Archive for August, 2007

The General, the Minister, and the Taliban

Posted on: August 31st, 2007 by Ernie Regehr

Brig.-Gen. Guy Laroche, currently Canada’s top military commander in Afghanistan, puts it simply:[i] “I don’t talk to the Taliban.” In the same Canadian Press report, Foreign Minister Maxime Bernier is just as categorical: “Canada does not negotiate with terrorists, for any reason.”

For both comments, the immediate issue was the negotiated release of South Koreans held captive by the Taliban, but in both cases the comments were given broader context.

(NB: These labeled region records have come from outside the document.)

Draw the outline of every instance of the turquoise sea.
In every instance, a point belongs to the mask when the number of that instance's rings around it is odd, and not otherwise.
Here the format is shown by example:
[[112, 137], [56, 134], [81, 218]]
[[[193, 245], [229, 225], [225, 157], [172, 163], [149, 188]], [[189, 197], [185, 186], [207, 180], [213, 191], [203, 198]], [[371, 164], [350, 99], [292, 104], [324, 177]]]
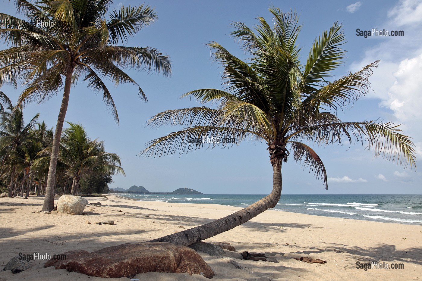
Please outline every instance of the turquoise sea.
[[[243, 207], [265, 195], [130, 194], [140, 201], [218, 204]], [[338, 218], [422, 225], [422, 195], [281, 195], [273, 210]]]

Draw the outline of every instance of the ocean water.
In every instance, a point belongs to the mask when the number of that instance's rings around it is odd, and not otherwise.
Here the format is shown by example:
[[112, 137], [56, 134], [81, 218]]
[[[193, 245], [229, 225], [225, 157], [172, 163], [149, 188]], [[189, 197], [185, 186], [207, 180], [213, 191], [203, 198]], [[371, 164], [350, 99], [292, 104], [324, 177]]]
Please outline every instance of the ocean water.
[[[130, 194], [140, 201], [218, 204], [244, 207], [265, 195]], [[422, 225], [422, 195], [281, 195], [273, 210], [338, 218]]]

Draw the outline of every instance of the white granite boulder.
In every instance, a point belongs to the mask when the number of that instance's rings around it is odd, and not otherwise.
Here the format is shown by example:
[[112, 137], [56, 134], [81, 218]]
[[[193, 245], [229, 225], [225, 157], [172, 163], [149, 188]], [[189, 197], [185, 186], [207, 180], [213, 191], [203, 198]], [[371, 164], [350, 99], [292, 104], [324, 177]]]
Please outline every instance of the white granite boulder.
[[60, 213], [81, 215], [87, 204], [88, 200], [81, 196], [63, 195], [59, 198], [57, 211]]

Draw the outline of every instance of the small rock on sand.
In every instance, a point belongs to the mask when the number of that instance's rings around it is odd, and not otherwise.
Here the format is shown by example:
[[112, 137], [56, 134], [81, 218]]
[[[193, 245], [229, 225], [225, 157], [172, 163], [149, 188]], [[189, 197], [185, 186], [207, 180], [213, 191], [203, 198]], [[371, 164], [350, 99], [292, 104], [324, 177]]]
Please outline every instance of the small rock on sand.
[[31, 268], [29, 262], [24, 259], [19, 259], [20, 258], [19, 256], [12, 258], [6, 265], [3, 270], [11, 270], [12, 273], [15, 274]]
[[202, 252], [211, 256], [221, 256], [224, 254], [224, 250], [211, 243], [199, 242], [189, 246], [197, 252]]
[[94, 224], [114, 224], [114, 222], [113, 221], [104, 221], [104, 222], [97, 222]]
[[235, 267], [238, 269], [241, 269], [242, 267], [240, 266], [238, 262], [234, 260], [233, 259], [229, 257], [224, 257], [222, 258], [221, 260], [224, 261], [226, 262], [228, 262], [231, 265], [233, 265], [235, 266]]

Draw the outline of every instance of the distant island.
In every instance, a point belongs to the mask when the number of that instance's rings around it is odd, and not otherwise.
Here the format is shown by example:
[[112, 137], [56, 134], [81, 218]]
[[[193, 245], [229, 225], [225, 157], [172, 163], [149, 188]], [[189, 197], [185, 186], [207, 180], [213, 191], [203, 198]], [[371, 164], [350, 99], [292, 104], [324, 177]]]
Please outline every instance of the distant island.
[[137, 186], [133, 185], [127, 189], [121, 187], [109, 189], [109, 192], [113, 193], [135, 193], [139, 194], [203, 194], [202, 192], [197, 191], [192, 188], [178, 188], [171, 192], [151, 192], [142, 186]]

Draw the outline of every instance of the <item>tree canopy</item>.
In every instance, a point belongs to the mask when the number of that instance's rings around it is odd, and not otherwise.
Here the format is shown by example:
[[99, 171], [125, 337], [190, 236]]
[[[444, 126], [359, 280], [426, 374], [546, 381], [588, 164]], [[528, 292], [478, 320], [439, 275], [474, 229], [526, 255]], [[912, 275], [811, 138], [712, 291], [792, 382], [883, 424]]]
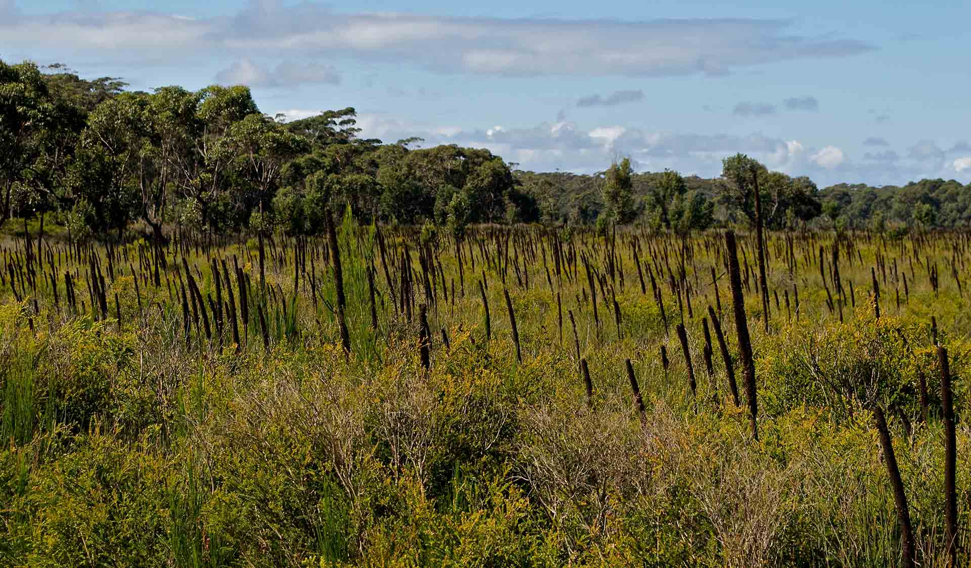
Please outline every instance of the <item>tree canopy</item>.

Gen. Laroche acknowledged that it will take more than military force to bring peace and order to Afghanistan, but he is right about not negotiating with the Taliban in the sense that he certainly has no mandate to do so. There may be tactical situations involving Canadian Forces in which negotiations would protect particular people in particular circumstances and his blanket dismissal of such an option does not generate confidence, but he is right in a strategic sense. Negotiations with the Taliban with a view to a more effective pursuit of peace and order are not up to foreign military commanders – that is the task of Afghans and the international community represented through the United Nations presence there.

And that is where Foreign Minister Bernier is certainly wrong.

Mr. Bernier is simply mistaken when he says that Canada never negotiates with terrorists. Canada has had officials present at current negotiations with the Lord’s Resistance Army to get it to end its campaign of unspeakable terror in Northern Uganda. Canada has similarly been represented at peace talks to end the war, and the extreme war crimes, in Darfur – sharing a table with the perpetrators of terror.

Canada, the United Nations, and virtually all governments enmeshed in protracted conflicts negotiate with individuals and groups guilty of heinous crimes. Minister Bernier is new to his post, but there are many seasoned negotiators in his department who are in a position to help him adjust, expand, and nuance his views.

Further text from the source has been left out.